What is the right solution to this problem, that achieves efficiency of storage, inserts and queries?
I would go with Option 1.
Data integrity is first, optimization (if needed) - second.
Other options would eventually have a lot of NULL values and other problems stemming from not being normalized. Managing the data and making efficient queries would be difficult.
Besides, there is a limit on the number of columns that a table can have - 1024, so if you have 1000 sensors/channels you are already dangerously close to the limit. Even if you make your table a wide table, which allows 30,000 columns, still there is a limitation on the size of the row in a table - 8,060 bytes per row. And there are certain performance considerations.
I would not use wide tables in this case, even if I was sure that the data for each row would never exceed 8060 bytes and growing number of channels would never exceed 30,000.
I don't see a problem with inserting 100 - 1000 rows in Option 1 vs 1 row in other options. To do such INSERT efficiently don't make 1000 individual INSERT statements, do it in bulk.
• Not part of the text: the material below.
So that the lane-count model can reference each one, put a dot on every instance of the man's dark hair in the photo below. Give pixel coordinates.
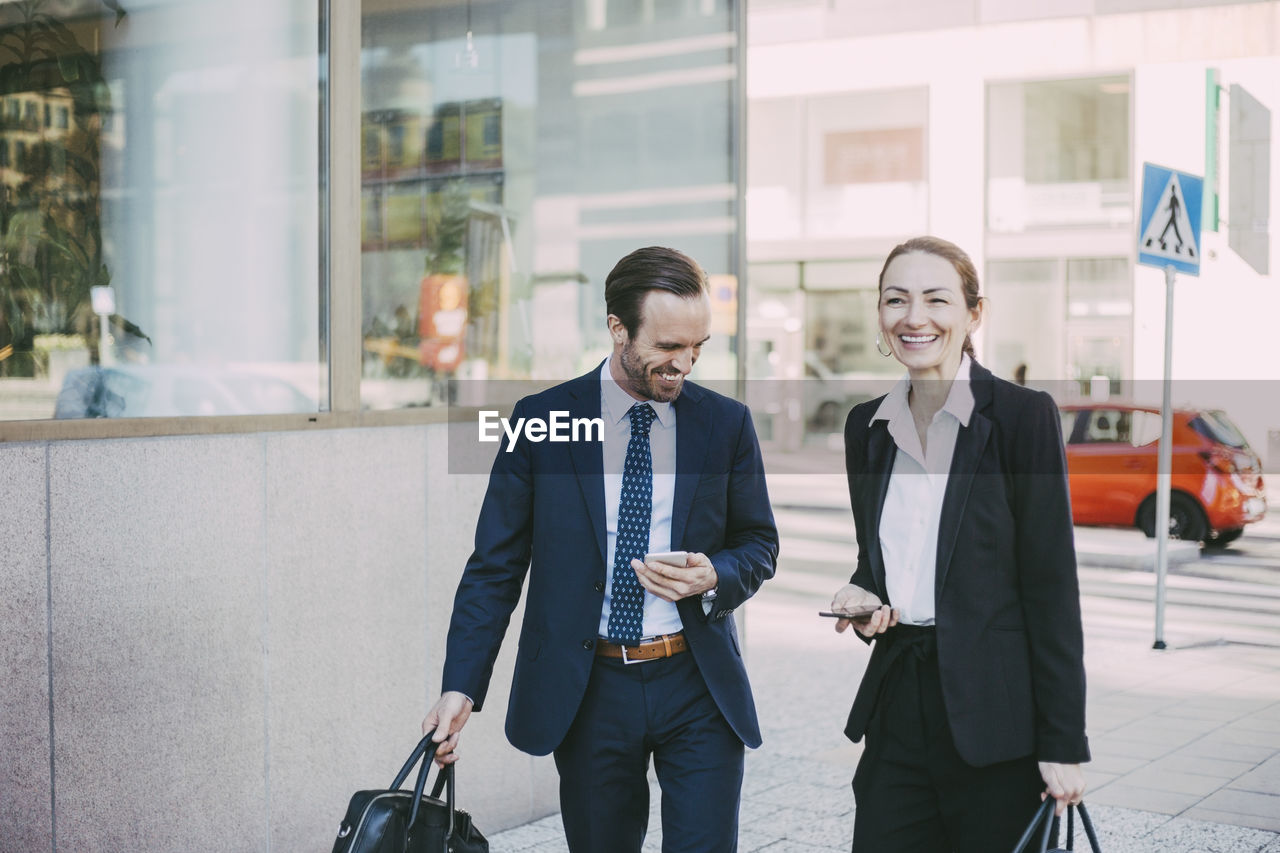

In various places in my system I use the following two approaches:
1) Build one long INSERT statement
INSERT INTO ChannelData (TimestampID, ChannelID, DataValue) VALUES
(12345, 50, 1015.23),
(12345, 51, 12.23),
...
(), (), (), (), ........... ();
that contains 1000 rows and execute it as normal INSERT in one transaction, rather than 1000 transactions (check the syntax details).
2) Have a stored procedure that accepts a table-valued parameter. Call such procedure passing 1000 rows as a table.
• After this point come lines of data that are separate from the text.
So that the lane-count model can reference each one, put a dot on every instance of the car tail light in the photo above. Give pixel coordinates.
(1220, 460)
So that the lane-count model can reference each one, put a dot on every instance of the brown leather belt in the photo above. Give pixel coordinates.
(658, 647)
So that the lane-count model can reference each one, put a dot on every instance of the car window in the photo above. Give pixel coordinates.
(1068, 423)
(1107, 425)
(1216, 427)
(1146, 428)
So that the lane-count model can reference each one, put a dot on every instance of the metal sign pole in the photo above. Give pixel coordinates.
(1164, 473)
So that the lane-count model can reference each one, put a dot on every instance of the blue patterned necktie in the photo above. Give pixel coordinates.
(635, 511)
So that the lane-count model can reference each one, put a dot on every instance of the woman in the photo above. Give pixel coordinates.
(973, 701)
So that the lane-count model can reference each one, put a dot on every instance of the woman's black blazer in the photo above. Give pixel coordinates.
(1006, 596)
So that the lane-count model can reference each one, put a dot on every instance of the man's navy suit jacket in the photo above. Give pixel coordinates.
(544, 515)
CREATE TYPE [dbo].[ChannelDataTableType] AS TABLE(
[TimestampID] [int] NOT NULL,
[ChannelID] [int] NOT NULL,
[DataValue] [float] NOT NULL
)
GO
CREATE PROCEDURE [dbo].[InsertChannelData]
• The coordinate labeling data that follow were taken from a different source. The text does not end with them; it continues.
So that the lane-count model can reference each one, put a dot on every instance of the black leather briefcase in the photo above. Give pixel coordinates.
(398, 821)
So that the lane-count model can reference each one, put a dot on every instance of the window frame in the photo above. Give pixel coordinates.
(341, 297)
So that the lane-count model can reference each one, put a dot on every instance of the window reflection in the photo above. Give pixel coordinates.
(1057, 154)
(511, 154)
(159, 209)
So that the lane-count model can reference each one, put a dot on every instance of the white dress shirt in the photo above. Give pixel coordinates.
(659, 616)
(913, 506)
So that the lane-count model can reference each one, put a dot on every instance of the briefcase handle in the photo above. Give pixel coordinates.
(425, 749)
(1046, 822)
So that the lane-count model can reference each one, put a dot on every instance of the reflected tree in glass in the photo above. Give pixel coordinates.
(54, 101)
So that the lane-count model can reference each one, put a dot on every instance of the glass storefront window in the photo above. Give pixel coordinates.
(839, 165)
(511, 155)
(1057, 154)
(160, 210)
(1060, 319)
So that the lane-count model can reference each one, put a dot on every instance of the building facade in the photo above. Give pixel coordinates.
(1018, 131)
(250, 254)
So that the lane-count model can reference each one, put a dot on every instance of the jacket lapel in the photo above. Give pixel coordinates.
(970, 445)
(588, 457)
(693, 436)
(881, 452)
-- Add the parameters for the stored procedure here
#ParamRows dbo.ChannelDataTableType READONLY
AS
BEGIN
-- SET NOCOUNT ON added to prevent extra result sets from
-- interfering with SELECT statements.
SET NOCOUNT ON;
BEGIN TRANSACTION;
BEGIN TRY
INSERT INTO [dbo].[ChannelData]
([TimestampID],
[ChannelID],
[DataValue])
SELECT
TT.[TimestampID]
,TT.[ChannelID]
,TT.[DataValue]
FROM
#ParamRows AS TT
;
COMMIT TRANSACTION;
END TRY
BEGIN CATCH
ROLLBACK TRANSACTION;
END CATCH;
END
GO
If possible, accumulate data from several timestamps before inserting to make the batches larger. You should try with your system and find the optimal size of the batch. I have batches around 10K rows using the stored procedure.
If you have your data coming from sensors 100 times a second, then I would at first dump the incoming raw data in some very simple CSV file(s) and have a parallel background process that would insert it into the database in chunks. In other words, have some buffer for incoming data, so that if the server can't cope with the incoming volume, you would not loose your data.
Based on your comments, when you said that some channels are likely to be more interesting and queried several times, while others are less interesting, here is one optimization that I would consider. In addition to having one table ChannelData for all channels have another table InterestingChannelData. ChannelData would have the whole set of data, just in case. InterestingChannelData would have a subset only for the most interesting channels. It should be much smaller and it should take less time to query it. In any case, this is an optimization (denormalization/data duplication) built on top of properly normalized structure.
Is your process like this:
Generate data during the day
Analyse data afterwards
If these are separate activities then you might want to consider using different 'insert' and 'select' schemas. You could create a schema that's fast for inserting on the boat, then afterwards you batch upload this data into an analysis optimised schema. This requires a transformation step (where for example you map generic column names into useful column names)
This is along the lines of data warehousing and data marts. In this kind of design, you batch load and optimise the schema for reporting. Does your current daily upload have much of a window?